NIDA 2014 Directors’ Productions

This November will see a showcase of daring new work from the next wave of emerging Australian directors: NIDA’s Masters of Fine Arts (Directing) students.

Directors’ 2014 Productions is a series of vibrant and thought-provoking work that ranges across fresh adaptions of classic stories, new Australian plays and original productions of German theatre.

Dr Egil Kipste, Head of Directing at NIDA, says the season delves into a number of different performance practices, experimenting with genres as diverse as circus, film, cabaret and opera.

“These productions are a culmination of the student’s hard-work throughout the year and a testament to the broad range of skills they have mastered,” commented Dr Kipste.

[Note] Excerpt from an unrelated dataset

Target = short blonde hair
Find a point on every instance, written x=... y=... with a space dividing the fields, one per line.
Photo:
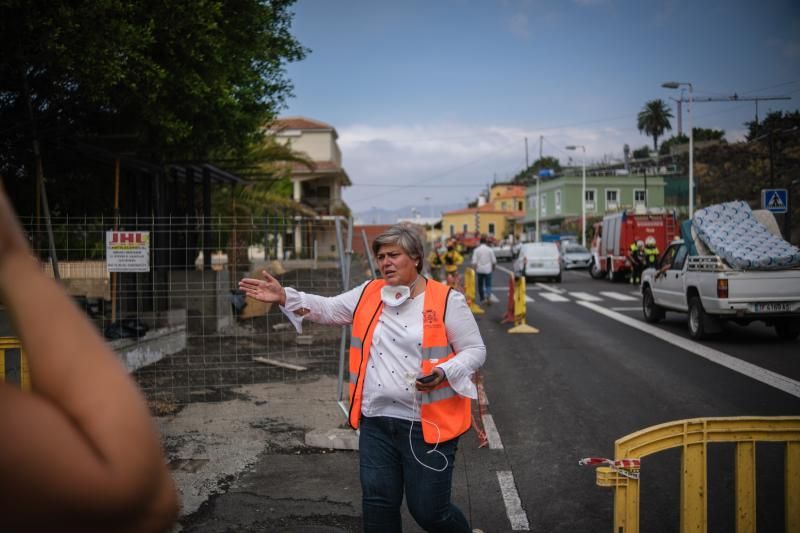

“The course aims to enrich the directing process and equip each student with a toolkit of techniques to help develop their own voice. I can say with confidence that this group has passed with flying colours!”

The six plays and short film will be brought to life by a full ensemble of current NIDA students, NIDA alumni and guest artists, highlighted by rich creative backdrops, costumes and technical design.

Come and see this exciting group of young directors who are sure to be tomorrow’s creative game-changers.

NIDA’s Graduating Directors’ Productions

NIDA Theatres, 215 Anzac Parade, Kensington, NSW

Wednesday 26 November – Saturday 29 November, 7.30pm

Saturday 29 November, 3pm

NOTE: The productions are presented in two concurrent programs in the Studio and Space venues

 For more information, visit http://www.nida.edu.au/events/nida-presents/directors-productions

SPACE PROGRAM

Antigone

By Sophocles. Translated by Robert Bagg.Directed by Alastair Clark

Conflict has infected Thebes. A civil war marred by foreign intervention has devastated the city. Kreon, brother-in-law of the infamous Oedipus, assumes power in order to resist anarchy and restore peace. He demands that the body of the traitor Polyneikes is to be left unburied. A single voice – resolute and female – says ‘no’.

Winterreise

By Franz Schubert. Adapted by Heather Fairbairn & Krystal Sweedman. Directed by Heather Fairbairn

Through fragmented memories and dreams, an ageing poet recounts the mistakes of his youth. As a young man, he abandons his fiancée to venture into the winter’s night, driven by the fear that she has been unfaithful. In his isolation, he is plagued by hallucinations of his beloved traversing the icy landscape in search of him.

Rausch

By Falk Richter. Translated by David Tushingham. Directed by Jessica Arthur.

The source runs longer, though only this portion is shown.